Immune checkpoint inhibitors, particularly those targeting CTLA-4 and PD-1, are transforming the way cancer is treated. However, these therapies do not benefit all patients and frequently cause significant immune-related adverse events. Therefore, prognostic biomarkers that identify positively-responding patients, early in the course of therapy, are essential for guiding treatment decisions and improving patient outcomes.


In this study, we present evidence that shortly after initiating combination PD-1/CTLA-4 blockade, there is a transient increase in the frequency of pro-inflammatory and cytotoxic lymphocytes in peripheral blood, and the dynamics of this shift correlate with survival outcomes in multiple murine models.

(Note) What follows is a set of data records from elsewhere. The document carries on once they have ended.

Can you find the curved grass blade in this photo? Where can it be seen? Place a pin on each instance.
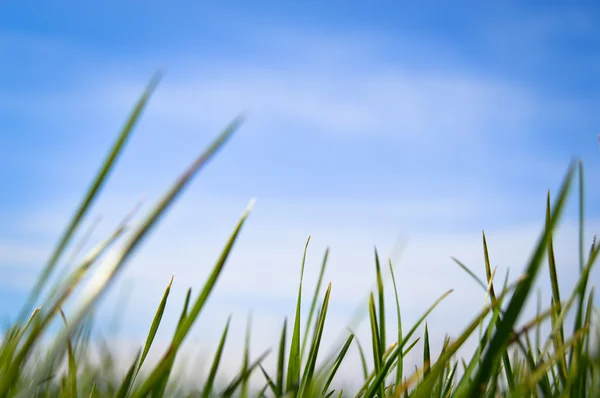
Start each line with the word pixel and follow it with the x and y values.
pixel 337 364
pixel 294 361
pixel 153 328
pixel 228 392
pixel 400 362
pixel 71 362
pixel 505 326
pixel 103 278
pixel 165 364
pixel 313 304
pixel 426 352
pixel 281 361
pixel 92 193
pixel 426 386
pixel 391 359
pixel 129 379
pixel 307 376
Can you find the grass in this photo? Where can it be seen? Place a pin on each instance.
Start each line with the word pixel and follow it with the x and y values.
pixel 507 361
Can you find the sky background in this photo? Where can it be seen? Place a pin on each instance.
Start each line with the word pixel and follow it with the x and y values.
pixel 402 127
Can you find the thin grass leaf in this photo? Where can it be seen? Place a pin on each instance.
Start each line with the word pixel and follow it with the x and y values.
pixel 246 362
pixel 209 384
pixel 337 364
pixel 515 305
pixel 71 362
pixel 399 366
pixel 313 303
pixel 294 360
pixel 91 194
pixel 166 362
pixel 309 369
pixel 128 381
pixel 426 352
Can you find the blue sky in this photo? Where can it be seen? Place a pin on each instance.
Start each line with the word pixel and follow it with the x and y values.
pixel 400 126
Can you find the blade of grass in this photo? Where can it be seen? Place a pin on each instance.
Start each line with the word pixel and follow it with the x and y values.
pixel 505 326
pixel 187 322
pixel 91 194
pixel 103 278
pixel 337 364
pixel 399 366
pixel 309 369
pixel 313 304
pixel 294 360
pixel 209 385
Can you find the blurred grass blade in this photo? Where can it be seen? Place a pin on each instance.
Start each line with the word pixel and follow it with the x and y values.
pixel 154 327
pixel 399 366
pixel 313 303
pixel 505 326
pixel 426 352
pixel 209 385
pixel 71 362
pixel 103 278
pixel 91 195
pixel 165 364
pixel 307 376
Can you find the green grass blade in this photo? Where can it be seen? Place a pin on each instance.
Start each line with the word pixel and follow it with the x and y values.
pixel 281 361
pixel 166 362
pixel 363 359
pixel 91 195
pixel 400 363
pixel 233 386
pixel 246 362
pixel 294 360
pixel 309 369
pixel 505 326
pixel 209 385
pixel 128 380
pixel 426 352
pixel 379 378
pixel 313 304
pixel 337 363
pixel 71 362
pixel 154 327
pixel 381 296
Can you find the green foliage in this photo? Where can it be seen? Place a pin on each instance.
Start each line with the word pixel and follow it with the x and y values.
pixel 505 363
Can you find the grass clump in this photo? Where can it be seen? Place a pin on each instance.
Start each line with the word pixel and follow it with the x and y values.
pixel 506 362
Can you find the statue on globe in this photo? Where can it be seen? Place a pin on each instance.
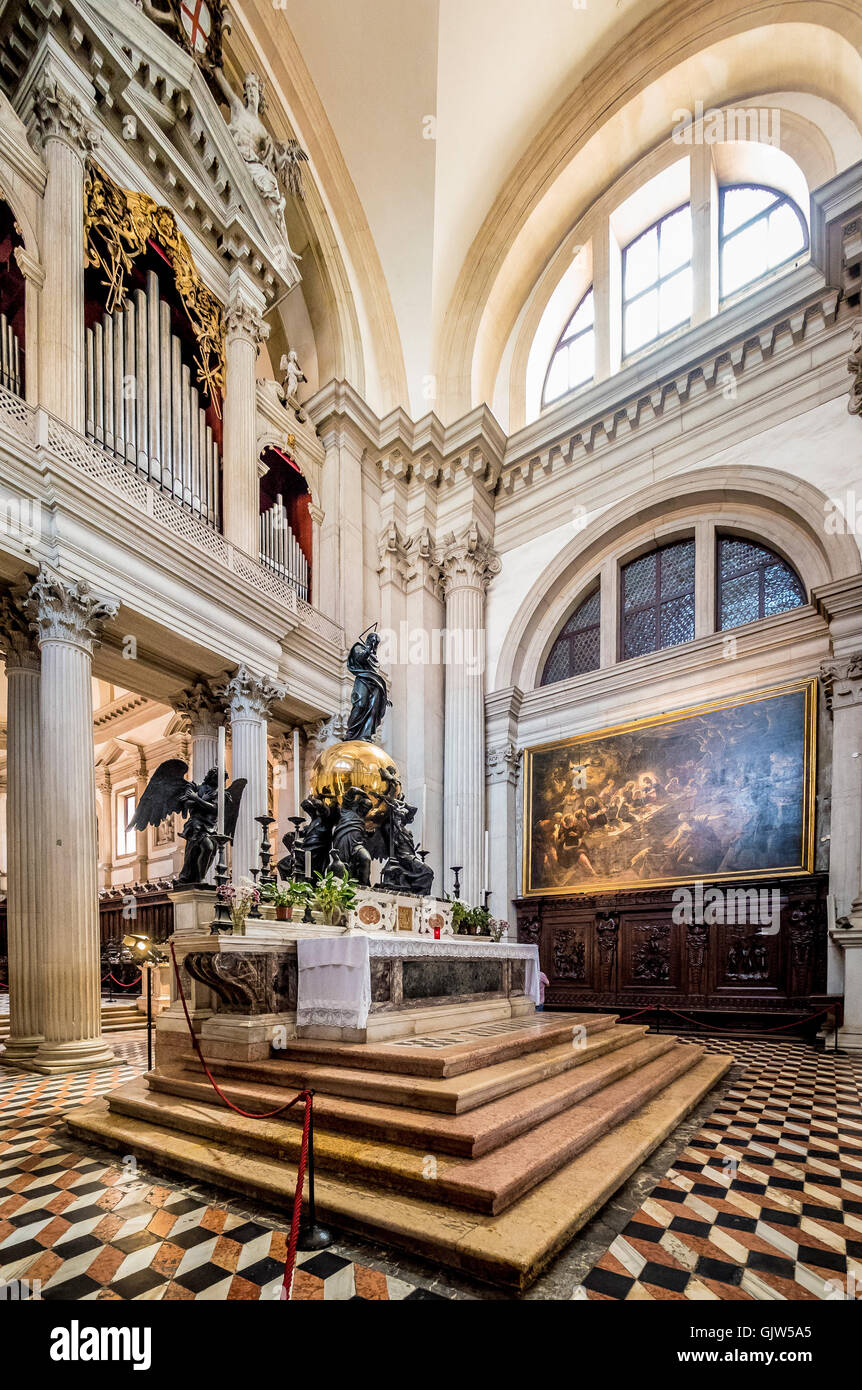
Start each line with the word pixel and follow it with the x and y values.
pixel 370 692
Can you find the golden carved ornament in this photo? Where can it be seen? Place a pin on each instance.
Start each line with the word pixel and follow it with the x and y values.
pixel 117 227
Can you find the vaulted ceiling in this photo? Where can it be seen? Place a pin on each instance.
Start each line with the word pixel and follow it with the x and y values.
pixel 431 123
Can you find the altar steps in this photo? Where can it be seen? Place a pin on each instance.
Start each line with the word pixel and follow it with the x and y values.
pixel 470 1134
pixel 452 1096
pixel 455 1052
pixel 508 1248
pixel 606 1094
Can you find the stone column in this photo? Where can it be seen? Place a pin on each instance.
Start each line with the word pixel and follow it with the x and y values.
pixel 249 699
pixel 245 331
pixel 467 566
pixel 203 713
pixel 502 777
pixel 67 617
pixel 34 277
pixel 24 836
pixel 843 690
pixel 66 136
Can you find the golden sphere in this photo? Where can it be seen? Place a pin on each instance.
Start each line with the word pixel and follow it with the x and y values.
pixel 352 763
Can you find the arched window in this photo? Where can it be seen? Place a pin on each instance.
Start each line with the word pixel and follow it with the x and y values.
pixel 656 599
pixel 656 281
pixel 579 645
pixel 759 230
pixel 573 362
pixel 752 583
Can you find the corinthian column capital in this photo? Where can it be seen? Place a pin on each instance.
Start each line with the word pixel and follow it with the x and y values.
pixel 67 610
pixel 467 562
pixel 843 681
pixel 250 697
pixel 199 705
pixel 241 320
pixel 59 116
pixel 17 641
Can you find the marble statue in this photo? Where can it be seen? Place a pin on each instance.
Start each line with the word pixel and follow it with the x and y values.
pixel 170 792
pixel 270 161
pixel 370 692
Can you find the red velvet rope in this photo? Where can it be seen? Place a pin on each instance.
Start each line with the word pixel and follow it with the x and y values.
pixel 287 1285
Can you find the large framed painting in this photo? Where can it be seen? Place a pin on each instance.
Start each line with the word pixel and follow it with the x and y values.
pixel 725 791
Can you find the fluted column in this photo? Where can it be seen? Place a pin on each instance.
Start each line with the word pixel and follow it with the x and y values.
pixel 467 566
pixel 67 617
pixel 249 699
pixel 66 136
pixel 203 713
pixel 245 331
pixel 24 836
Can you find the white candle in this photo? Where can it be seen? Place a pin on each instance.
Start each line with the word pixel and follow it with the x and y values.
pixel 220 765
pixel 296 783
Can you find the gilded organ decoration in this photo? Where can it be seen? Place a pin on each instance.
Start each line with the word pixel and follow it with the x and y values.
pixel 117 227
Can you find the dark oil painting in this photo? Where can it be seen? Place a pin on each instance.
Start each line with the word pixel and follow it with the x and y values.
pixel 720 791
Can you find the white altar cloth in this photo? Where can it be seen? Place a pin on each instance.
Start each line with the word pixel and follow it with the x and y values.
pixel 334 982
pixel 334 986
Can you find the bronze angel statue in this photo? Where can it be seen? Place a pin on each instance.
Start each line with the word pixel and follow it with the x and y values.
pixel 170 792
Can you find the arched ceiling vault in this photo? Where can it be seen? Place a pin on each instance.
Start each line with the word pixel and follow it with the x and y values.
pixel 719 52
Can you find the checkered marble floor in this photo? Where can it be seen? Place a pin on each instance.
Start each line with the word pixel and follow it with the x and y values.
pixel 91 1229
pixel 765 1203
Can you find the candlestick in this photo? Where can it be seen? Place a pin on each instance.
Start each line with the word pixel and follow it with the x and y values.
pixel 220 765
pixel 296 780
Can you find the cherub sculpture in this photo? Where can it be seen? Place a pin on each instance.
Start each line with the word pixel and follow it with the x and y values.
pixel 271 163
pixel 168 791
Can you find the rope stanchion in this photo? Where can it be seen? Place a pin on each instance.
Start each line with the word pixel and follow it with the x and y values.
pixel 713 1027
pixel 287 1285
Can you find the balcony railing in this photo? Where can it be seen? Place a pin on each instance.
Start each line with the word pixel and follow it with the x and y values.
pixel 142 407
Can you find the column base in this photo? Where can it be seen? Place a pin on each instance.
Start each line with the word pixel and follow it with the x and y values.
pixel 20 1051
pixel 78 1055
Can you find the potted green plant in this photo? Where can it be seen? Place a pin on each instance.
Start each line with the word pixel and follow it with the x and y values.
pixel 334 897
pixel 239 898
pixel 292 893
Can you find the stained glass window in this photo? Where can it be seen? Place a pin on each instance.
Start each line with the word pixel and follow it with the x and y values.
pixel 577 647
pixel 759 230
pixel 573 362
pixel 754 583
pixel 656 599
pixel 656 281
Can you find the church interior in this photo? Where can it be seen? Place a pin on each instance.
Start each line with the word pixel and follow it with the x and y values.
pixel 431 631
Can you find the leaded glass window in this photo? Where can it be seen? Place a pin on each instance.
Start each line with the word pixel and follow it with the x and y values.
pixel 577 647
pixel 759 230
pixel 656 599
pixel 656 281
pixel 573 362
pixel 754 583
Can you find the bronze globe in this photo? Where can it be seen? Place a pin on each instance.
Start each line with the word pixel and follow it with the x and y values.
pixel 351 763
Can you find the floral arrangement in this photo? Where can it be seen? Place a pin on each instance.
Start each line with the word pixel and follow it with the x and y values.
pixel 239 900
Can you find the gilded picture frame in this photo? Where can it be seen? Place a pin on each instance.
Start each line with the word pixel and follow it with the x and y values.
pixel 716 791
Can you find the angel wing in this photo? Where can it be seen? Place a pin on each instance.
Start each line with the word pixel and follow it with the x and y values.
pixel 232 798
pixel 163 794
pixel 291 157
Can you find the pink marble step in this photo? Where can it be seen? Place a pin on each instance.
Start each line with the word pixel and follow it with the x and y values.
pixel 452 1096
pixel 472 1047
pixel 467 1136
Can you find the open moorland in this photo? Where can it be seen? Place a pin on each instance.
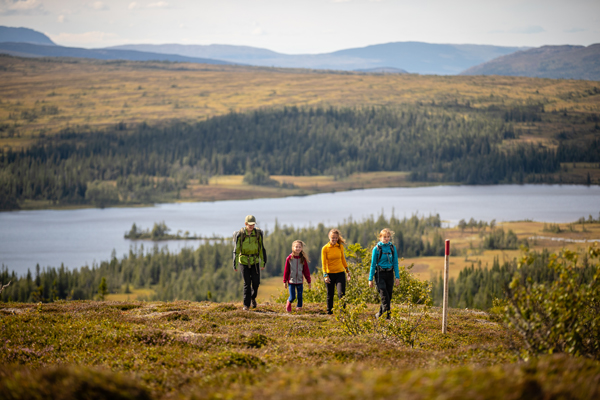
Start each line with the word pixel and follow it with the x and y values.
pixel 96 133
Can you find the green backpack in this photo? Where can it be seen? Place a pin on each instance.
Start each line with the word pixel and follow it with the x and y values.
pixel 241 236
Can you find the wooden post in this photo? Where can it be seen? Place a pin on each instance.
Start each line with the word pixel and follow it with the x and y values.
pixel 446 272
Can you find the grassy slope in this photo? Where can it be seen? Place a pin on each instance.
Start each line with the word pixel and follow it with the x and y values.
pixel 466 245
pixel 95 94
pixel 207 350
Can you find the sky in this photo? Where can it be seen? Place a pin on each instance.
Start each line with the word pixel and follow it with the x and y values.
pixel 307 26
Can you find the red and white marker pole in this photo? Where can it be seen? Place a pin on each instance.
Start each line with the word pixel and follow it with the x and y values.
pixel 446 273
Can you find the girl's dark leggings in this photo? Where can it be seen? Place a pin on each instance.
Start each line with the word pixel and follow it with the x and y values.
pixel 296 288
pixel 385 285
pixel 338 281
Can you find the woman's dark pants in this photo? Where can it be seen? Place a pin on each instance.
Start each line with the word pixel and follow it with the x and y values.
pixel 385 284
pixel 251 275
pixel 338 281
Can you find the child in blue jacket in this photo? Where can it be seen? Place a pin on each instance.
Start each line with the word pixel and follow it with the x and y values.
pixel 384 267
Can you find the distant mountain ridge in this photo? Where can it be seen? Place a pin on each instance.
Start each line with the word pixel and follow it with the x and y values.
pixel 36 50
pixel 569 62
pixel 24 35
pixel 414 57
pixel 557 62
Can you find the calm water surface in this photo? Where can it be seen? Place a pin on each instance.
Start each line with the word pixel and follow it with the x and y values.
pixel 82 237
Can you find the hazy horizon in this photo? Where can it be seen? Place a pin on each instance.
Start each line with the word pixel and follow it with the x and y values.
pixel 308 26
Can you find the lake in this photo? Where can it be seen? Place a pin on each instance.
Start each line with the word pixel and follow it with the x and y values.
pixel 82 237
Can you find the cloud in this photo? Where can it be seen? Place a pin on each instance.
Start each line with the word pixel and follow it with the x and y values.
pixel 528 30
pixel 94 38
pixel 99 5
pixel 21 7
pixel 159 4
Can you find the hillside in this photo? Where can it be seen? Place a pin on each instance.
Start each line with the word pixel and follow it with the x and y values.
pixel 24 35
pixel 35 50
pixel 555 62
pixel 414 57
pixel 187 350
pixel 102 93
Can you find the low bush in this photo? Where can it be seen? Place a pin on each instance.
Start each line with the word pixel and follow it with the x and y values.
pixel 562 316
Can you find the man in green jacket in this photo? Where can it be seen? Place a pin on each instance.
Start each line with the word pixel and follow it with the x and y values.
pixel 249 251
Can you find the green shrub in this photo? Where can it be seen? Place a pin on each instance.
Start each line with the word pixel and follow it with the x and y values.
pixel 67 383
pixel 562 316
pixel 257 341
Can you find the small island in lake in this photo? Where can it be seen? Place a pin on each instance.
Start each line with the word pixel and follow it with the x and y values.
pixel 160 231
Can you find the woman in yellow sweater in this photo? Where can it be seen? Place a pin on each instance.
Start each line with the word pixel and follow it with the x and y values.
pixel 334 267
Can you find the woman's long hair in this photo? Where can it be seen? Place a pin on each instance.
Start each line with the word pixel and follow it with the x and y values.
pixel 303 254
pixel 341 240
pixel 386 231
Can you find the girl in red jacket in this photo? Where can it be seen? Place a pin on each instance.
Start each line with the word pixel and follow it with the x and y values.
pixel 296 268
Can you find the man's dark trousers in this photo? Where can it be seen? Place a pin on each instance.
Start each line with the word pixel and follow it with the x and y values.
pixel 251 275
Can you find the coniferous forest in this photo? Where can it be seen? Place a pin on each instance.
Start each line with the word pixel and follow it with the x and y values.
pixel 136 164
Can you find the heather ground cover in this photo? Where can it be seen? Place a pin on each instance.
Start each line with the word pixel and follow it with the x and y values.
pixel 205 350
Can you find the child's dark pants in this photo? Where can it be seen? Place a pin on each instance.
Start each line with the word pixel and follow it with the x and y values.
pixel 251 275
pixel 338 281
pixel 385 284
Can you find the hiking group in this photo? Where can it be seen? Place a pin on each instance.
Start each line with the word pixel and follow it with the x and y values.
pixel 249 252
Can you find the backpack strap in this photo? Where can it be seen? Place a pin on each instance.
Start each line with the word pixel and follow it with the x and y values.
pixel 259 234
pixel 380 250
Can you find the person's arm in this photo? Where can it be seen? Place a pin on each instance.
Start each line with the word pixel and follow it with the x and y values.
pixel 236 251
pixel 324 261
pixel 373 264
pixel 286 270
pixel 306 272
pixel 263 254
pixel 344 263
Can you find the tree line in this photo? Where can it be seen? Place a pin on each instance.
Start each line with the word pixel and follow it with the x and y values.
pixel 478 287
pixel 206 273
pixel 146 162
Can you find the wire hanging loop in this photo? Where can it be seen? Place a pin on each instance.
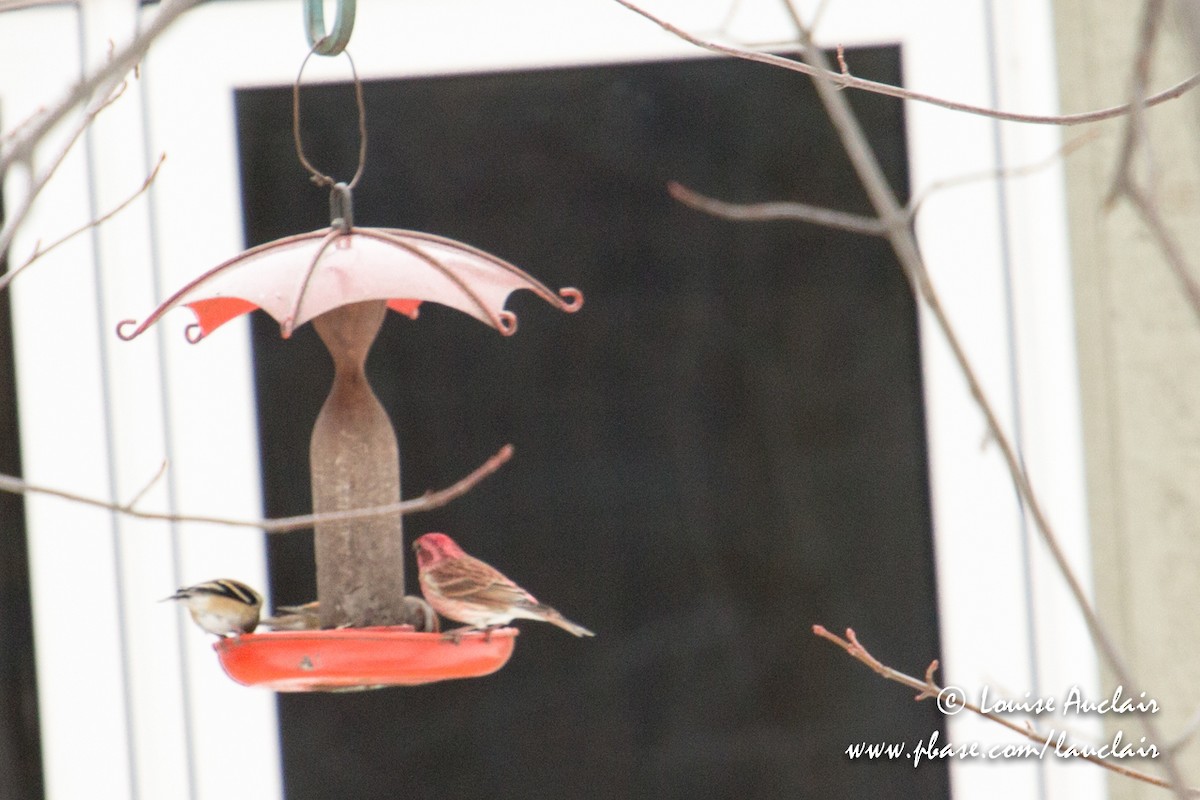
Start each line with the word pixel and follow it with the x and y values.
pixel 315 23
pixel 341 215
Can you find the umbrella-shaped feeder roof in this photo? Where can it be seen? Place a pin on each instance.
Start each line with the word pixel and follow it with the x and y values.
pixel 339 277
pixel 300 277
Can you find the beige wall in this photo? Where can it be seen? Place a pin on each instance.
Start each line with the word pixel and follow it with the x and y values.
pixel 1139 360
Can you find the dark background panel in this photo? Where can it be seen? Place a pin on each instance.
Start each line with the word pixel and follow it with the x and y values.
pixel 721 449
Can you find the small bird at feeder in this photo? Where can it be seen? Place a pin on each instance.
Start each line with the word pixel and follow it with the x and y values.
pixel 223 607
pixel 465 589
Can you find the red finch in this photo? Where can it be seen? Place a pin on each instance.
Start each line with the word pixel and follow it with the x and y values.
pixel 467 590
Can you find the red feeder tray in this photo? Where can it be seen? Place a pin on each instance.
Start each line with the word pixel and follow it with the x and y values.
pixel 365 657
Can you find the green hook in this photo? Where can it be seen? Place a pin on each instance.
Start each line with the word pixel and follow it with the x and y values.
pixel 315 20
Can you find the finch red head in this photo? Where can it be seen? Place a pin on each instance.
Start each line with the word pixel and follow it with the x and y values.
pixel 465 589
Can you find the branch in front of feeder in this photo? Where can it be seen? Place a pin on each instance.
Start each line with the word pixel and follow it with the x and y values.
pixel 427 501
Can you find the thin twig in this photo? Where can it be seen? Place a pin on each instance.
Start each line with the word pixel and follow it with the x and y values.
pixel 1125 182
pixel 39 252
pixel 929 689
pixel 21 150
pixel 145 489
pixel 904 244
pixel 1067 149
pixel 855 222
pixel 765 211
pixel 850 82
pixel 9 230
pixel 427 501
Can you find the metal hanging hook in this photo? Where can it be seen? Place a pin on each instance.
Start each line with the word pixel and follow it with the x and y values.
pixel 315 22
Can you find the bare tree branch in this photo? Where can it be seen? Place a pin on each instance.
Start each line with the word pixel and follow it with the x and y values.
pixel 1137 139
pixel 895 222
pixel 847 80
pixel 855 222
pixel 39 252
pixel 766 211
pixel 427 501
pixel 21 149
pixel 37 184
pixel 929 689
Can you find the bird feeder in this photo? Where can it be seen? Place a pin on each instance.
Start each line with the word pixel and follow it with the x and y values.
pixel 343 278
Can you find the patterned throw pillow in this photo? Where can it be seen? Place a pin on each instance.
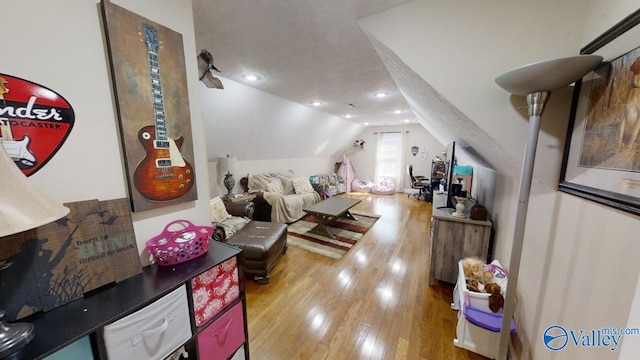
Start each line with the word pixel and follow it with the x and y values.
pixel 275 186
pixel 217 211
pixel 302 185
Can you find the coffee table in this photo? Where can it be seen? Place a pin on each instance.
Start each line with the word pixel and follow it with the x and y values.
pixel 328 210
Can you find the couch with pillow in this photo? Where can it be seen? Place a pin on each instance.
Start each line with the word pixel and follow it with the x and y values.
pixel 280 196
pixel 262 243
pixel 328 184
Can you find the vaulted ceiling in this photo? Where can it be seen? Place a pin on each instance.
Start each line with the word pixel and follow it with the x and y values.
pixel 304 51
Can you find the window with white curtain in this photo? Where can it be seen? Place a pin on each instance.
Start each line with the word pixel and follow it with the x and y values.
pixel 389 157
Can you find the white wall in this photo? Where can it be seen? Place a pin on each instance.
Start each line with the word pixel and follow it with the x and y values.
pixel 267 133
pixel 70 57
pixel 254 125
pixel 578 266
pixel 364 160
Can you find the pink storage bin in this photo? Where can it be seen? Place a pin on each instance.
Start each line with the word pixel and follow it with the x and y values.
pixel 214 289
pixel 223 337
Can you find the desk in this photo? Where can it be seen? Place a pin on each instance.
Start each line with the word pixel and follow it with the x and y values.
pixel 453 239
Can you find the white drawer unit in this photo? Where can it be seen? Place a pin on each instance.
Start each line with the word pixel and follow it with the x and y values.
pixel 153 332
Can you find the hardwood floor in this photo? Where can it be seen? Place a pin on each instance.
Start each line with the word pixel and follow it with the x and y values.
pixel 374 303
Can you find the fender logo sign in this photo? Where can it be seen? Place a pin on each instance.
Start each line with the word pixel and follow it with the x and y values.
pixel 34 122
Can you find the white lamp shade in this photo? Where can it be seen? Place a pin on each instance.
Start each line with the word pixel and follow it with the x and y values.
pixel 547 75
pixel 228 164
pixel 22 205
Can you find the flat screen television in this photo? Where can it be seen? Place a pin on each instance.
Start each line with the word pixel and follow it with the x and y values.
pixel 450 163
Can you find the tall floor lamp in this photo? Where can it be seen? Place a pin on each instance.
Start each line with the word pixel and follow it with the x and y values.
pixel 22 207
pixel 535 81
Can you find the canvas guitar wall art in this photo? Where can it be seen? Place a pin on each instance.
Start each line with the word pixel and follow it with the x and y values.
pixel 163 174
pixel 152 101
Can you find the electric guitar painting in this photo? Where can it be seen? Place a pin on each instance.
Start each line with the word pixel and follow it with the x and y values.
pixel 163 174
pixel 17 150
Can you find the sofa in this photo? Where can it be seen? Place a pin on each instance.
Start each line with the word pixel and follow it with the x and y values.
pixel 328 184
pixel 280 196
pixel 262 243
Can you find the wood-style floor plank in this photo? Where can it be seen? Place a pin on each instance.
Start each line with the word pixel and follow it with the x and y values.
pixel 374 303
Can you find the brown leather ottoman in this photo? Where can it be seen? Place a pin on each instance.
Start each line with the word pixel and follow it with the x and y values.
pixel 262 243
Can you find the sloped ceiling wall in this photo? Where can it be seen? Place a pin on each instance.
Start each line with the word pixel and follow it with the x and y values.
pixel 445 55
pixel 254 125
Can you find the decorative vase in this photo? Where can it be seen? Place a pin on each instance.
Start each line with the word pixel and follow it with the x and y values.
pixel 460 207
pixel 229 183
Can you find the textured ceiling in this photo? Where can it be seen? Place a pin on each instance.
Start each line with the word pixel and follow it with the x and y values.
pixel 303 50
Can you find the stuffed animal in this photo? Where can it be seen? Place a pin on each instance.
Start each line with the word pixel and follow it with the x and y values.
pixel 479 279
pixel 472 268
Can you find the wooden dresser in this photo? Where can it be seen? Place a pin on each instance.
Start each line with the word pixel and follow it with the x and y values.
pixel 453 239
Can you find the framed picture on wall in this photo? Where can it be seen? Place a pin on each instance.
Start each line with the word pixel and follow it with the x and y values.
pixel 150 88
pixel 602 150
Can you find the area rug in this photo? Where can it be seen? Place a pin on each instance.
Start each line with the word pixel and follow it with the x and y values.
pixel 346 231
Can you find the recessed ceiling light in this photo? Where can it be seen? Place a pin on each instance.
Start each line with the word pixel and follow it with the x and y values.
pixel 252 77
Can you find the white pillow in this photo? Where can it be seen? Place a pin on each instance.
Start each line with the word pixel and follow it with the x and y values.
pixel 217 211
pixel 275 186
pixel 302 185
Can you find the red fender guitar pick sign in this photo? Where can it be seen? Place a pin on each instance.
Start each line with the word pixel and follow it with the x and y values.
pixel 34 121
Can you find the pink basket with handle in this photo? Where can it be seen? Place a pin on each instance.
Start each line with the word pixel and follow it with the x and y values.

Specifically, we observed that 1) the relative frequency of cytotoxic CD8 T cells among peripheral lymphocytes and 2) the pro-inflammatory capacity of peripheral lymphocytes are both predictive for outcomes at an early time point. Surprisingly, robust correlations between peripheral lymphocyte markers and outcomes were limited to CD8 T cell populations. In general, the expression of potential biomarkers on peripheral CD4 T cells, including ICOS and FoxP3, were poorly correlated with outcomes in this study.


Overall, these findings suggest that elements of the near-term peripheral immune response to dual anti-PD-1/anti-CTLA-4 therapy associated with cytotoxic lymphocyte function may provide unique prognostic biomarkers for therapeutic outcomes.